The Sanford Airport Authority (SAA) selected a consulting team recently that could drive substantially more economic development to Sanford and Seminole County.
Zyscovich Architects, a Miami-based firm with offices in Winter Park, was the top choice of the SAA to provide commercial real estate and land development services. The firm was ranked highest from a field of four companies that submitted information as part of a Request for Qualifications (RFQ) from September.
Sanford Airport President Diane Crews and SAA Chairman Frank Ioppolo are now negotiating with Zyscovich to create a contract. The full SAA board is expected to consider the contract at its February meeting.
On the surface this sounds like a rather mundane action by a government board, and it may very well turn out to be just that. There is the potential, however, that 10 years from now we’ll look back on this action as transformative.
Could the Sanford airport be the next “Medical City” like the area south of Orlando’s international airport? Probably not in terms of medicine or life sciences, but there is an opportunity to create a hub that attracts aviation or high-tech related industries to Sanford and North Seminole County.
That’s why the selection of the Zyscovich team is exciting. It’s a very talented team, but one name sticks out: Rich Crotty.
Crotty was the Orange County Mayor who helped create the vision of Medical City and Innovation Way, a corridor designed to leverage the concentration of tech talent between the University of Central Florida, Research Park and Medical City.
Although a formal contract has not been inked, Ioppolo spoke highly of Crotty’s presence on the Zyscovich team.
“Right now, the Sanford airport is a happy accident,” Ioppolo said. “We’ve got a lot of great things happening, but there has been no overriding vision on the real estate side of what the maximum potential of this airport could be.
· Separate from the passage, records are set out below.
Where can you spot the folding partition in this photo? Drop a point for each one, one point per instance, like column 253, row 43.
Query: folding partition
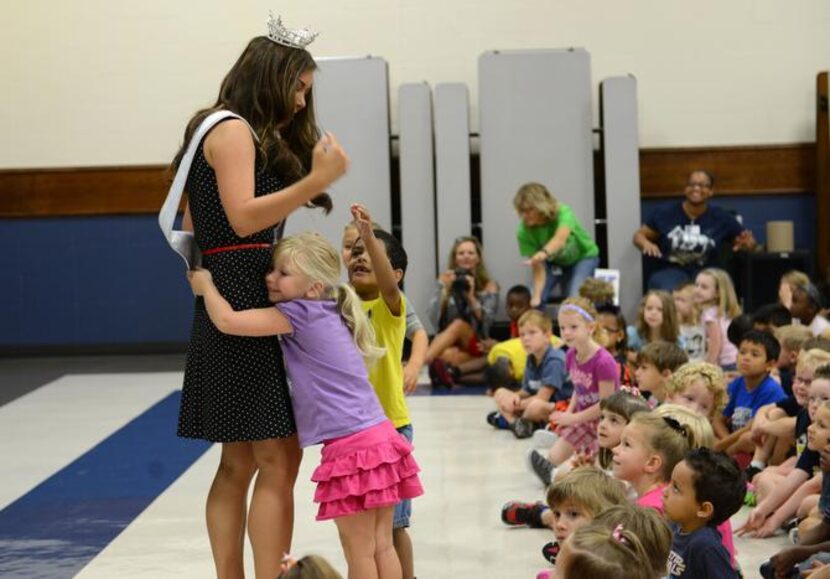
column 417, row 176
column 352, row 100
column 535, row 124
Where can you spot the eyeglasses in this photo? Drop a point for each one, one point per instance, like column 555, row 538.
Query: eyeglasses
column 698, row 185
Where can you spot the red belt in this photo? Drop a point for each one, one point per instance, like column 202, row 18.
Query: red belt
column 237, row 247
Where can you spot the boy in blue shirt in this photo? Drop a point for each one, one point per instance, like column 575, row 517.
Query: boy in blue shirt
column 545, row 380
column 706, row 489
column 757, row 355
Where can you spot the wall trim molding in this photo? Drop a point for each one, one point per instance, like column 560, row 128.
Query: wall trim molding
column 739, row 170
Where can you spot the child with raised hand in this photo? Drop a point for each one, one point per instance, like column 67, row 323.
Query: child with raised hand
column 688, row 321
column 699, row 386
column 706, row 489
column 748, row 393
column 593, row 372
column 656, row 363
column 656, row 320
column 545, row 381
column 415, row 331
column 623, row 542
column 376, row 271
column 716, row 299
column 574, row 500
column 325, row 338
column 650, row 448
column 781, row 491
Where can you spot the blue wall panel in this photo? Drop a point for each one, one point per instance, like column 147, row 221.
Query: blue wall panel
column 90, row 281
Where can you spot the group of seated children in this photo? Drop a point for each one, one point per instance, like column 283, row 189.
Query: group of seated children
column 649, row 438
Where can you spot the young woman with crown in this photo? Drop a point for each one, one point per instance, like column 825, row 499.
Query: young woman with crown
column 246, row 178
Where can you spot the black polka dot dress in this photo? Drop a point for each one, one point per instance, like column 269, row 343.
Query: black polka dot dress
column 235, row 388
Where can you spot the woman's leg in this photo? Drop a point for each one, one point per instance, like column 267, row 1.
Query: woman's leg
column 578, row 273
column 271, row 518
column 357, row 536
column 457, row 333
column 386, row 555
column 225, row 512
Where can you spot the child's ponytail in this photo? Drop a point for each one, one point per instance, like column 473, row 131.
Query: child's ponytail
column 348, row 304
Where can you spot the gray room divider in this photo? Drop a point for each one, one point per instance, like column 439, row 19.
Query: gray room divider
column 535, row 124
column 417, row 192
column 452, row 166
column 352, row 101
column 620, row 150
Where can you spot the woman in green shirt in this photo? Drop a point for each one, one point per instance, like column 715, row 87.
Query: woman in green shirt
column 557, row 247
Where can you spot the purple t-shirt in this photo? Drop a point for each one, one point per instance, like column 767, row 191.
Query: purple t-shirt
column 586, row 376
column 330, row 388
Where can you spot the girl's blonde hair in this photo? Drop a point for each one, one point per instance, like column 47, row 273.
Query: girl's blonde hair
column 812, row 359
column 538, row 197
column 310, row 567
column 318, row 260
column 669, row 329
column 700, row 429
column 584, row 309
column 712, row 377
column 481, row 275
column 667, row 437
column 725, row 296
column 589, row 487
column 624, row 542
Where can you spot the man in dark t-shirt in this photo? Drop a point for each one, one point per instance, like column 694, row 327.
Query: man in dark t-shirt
column 687, row 236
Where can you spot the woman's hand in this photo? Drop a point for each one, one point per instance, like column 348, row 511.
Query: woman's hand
column 651, row 249
column 200, row 280
column 328, row 161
Rich Crotty and the team Zyscovich has assembled provide us with a lot of experience on how to do that.”
Crotty’s role on the Zyscovich team would be to figure out how the Sanford airport land fits in the broader economic community.
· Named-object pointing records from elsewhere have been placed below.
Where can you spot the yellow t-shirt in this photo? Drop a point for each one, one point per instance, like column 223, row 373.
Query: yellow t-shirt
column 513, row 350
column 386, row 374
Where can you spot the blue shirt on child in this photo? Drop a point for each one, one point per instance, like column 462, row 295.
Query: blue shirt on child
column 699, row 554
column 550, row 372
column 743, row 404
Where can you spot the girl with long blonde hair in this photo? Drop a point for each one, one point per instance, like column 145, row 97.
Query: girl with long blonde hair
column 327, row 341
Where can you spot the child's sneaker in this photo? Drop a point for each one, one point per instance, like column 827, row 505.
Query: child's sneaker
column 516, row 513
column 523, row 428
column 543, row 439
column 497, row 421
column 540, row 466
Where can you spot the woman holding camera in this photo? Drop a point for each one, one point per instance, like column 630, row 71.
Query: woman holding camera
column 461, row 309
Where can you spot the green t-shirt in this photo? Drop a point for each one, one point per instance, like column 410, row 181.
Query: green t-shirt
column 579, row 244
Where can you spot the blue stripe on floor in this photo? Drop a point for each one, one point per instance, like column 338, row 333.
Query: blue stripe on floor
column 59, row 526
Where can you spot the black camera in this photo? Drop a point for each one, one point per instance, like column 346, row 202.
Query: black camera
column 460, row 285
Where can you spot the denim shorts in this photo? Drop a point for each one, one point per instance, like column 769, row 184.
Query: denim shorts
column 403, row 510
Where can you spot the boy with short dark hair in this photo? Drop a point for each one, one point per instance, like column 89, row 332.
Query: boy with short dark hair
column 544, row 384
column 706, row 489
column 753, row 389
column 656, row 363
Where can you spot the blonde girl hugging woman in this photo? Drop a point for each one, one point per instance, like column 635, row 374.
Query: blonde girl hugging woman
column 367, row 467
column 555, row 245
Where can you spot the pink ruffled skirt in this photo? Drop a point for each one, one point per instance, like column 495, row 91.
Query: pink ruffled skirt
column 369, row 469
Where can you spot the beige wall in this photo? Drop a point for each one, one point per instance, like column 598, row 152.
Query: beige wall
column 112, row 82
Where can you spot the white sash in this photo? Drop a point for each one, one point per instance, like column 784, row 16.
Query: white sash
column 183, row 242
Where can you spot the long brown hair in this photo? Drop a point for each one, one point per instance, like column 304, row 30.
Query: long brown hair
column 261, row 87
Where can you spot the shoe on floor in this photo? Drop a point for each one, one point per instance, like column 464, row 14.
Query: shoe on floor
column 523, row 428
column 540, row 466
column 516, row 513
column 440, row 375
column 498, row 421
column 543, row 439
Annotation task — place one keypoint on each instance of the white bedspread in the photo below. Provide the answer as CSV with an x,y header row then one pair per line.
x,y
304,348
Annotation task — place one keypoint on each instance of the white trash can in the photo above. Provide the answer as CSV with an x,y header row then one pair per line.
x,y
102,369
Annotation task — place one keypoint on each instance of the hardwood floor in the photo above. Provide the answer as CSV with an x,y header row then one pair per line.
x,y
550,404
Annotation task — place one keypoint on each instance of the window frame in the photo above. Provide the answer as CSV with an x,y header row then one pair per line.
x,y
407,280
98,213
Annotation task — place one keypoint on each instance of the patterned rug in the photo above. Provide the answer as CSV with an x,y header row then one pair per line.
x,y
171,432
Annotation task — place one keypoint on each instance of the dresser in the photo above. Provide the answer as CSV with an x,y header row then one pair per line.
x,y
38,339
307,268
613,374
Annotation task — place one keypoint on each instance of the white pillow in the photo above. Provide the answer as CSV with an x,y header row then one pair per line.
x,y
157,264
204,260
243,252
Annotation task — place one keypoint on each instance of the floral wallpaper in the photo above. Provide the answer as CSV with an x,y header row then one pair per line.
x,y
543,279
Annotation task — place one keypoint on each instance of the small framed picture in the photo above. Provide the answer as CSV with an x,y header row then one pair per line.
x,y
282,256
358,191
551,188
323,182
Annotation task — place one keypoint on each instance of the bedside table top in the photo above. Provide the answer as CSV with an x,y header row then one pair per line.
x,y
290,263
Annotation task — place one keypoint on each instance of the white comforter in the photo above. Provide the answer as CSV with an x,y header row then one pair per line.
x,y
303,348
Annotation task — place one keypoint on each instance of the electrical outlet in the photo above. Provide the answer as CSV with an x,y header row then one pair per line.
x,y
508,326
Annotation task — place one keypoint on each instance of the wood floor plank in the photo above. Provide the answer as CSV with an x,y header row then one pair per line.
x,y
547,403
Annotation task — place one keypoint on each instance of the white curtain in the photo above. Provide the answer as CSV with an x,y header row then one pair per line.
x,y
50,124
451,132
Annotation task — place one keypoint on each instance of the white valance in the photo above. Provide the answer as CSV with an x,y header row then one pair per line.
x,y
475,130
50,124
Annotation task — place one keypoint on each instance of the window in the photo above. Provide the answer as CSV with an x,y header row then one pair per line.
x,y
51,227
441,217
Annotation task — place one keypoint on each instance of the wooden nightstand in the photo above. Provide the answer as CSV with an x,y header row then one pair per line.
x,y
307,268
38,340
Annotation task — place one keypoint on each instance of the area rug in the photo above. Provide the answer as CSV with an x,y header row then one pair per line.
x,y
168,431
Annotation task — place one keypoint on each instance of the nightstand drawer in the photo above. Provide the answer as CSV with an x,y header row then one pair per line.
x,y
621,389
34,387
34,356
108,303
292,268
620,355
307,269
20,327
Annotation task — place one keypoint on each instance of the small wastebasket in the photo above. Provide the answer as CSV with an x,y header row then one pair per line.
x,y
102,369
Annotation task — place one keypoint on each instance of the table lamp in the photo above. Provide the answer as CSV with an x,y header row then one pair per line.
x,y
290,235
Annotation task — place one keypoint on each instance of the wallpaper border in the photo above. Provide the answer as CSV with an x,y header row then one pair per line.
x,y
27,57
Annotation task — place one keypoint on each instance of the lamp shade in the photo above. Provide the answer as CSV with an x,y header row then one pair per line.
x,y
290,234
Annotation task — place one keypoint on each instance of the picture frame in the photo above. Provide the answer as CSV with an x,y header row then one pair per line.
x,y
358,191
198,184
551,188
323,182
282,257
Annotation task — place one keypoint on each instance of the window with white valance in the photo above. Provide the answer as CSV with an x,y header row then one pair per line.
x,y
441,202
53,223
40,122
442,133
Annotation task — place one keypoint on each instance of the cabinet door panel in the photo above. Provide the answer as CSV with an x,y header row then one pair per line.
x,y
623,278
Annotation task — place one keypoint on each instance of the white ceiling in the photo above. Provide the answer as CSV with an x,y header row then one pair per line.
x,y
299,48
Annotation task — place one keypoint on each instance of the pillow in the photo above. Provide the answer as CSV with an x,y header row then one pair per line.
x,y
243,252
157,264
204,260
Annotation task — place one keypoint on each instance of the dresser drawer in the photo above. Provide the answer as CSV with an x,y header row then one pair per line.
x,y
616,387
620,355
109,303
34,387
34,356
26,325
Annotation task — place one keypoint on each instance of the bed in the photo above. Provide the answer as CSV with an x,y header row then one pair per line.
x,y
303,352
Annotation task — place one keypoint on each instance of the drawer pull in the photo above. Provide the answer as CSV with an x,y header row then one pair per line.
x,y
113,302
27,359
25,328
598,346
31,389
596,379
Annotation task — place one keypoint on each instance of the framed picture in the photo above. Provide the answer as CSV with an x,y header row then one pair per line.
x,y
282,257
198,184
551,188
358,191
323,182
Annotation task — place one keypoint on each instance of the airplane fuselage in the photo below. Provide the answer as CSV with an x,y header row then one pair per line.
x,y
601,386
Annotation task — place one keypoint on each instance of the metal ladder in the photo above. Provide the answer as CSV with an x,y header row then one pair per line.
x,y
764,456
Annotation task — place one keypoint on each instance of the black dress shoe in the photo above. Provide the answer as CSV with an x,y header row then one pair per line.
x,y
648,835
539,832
“What’s in the local economy we can use to leverage or augment economic development in the Sanford area?” Crotty noted. “For example, are there connections that can be made to UCF or some of the other institutions in the region? A lot of this will be blue-sky thinking, as opposed to let’s put a hotel here or a gas station over there.”
Ultimately, Ioppolo said Zyscovich was ranked highest by board members because they believed the team’s background provided the best opportunity to convert airport land into an economic engine.
“This isn’t about real estate transactions. We didn’t need an RFQ process to select a firm to help us do deals,” he said. “This process was about creating a vision for how we bring high-value companies and industries to this community so they can create good jobs and spin-off business for Sanford and Seminole County. If we get the vision right, the real estate transactions will come.”
If the board and the company agree to a contract, Ioppolo expects the first order of business for Zyscovich would be “marshaling the resources” of airport staff, board members, local elected officials, nearby property owners and residents.
I’m clearly a Sanford supporter and believe the city has more potential than anywhere in Central Florida. That’s why I find it interesting that someone like Rich Crotty, who has worked on a regional level for decades, thinks there are great possibilities in the Celery City.
It sounds like I have a bromance with Crotty. I don’t. I’m not naive enough to believe Crotty is the city’s savior or that the plan the Zyscovich team creates (if they agree to a contract) will guarantee any success. But I am optimistic, especially given the SAA board’s forward-looking process they used to reach this decision.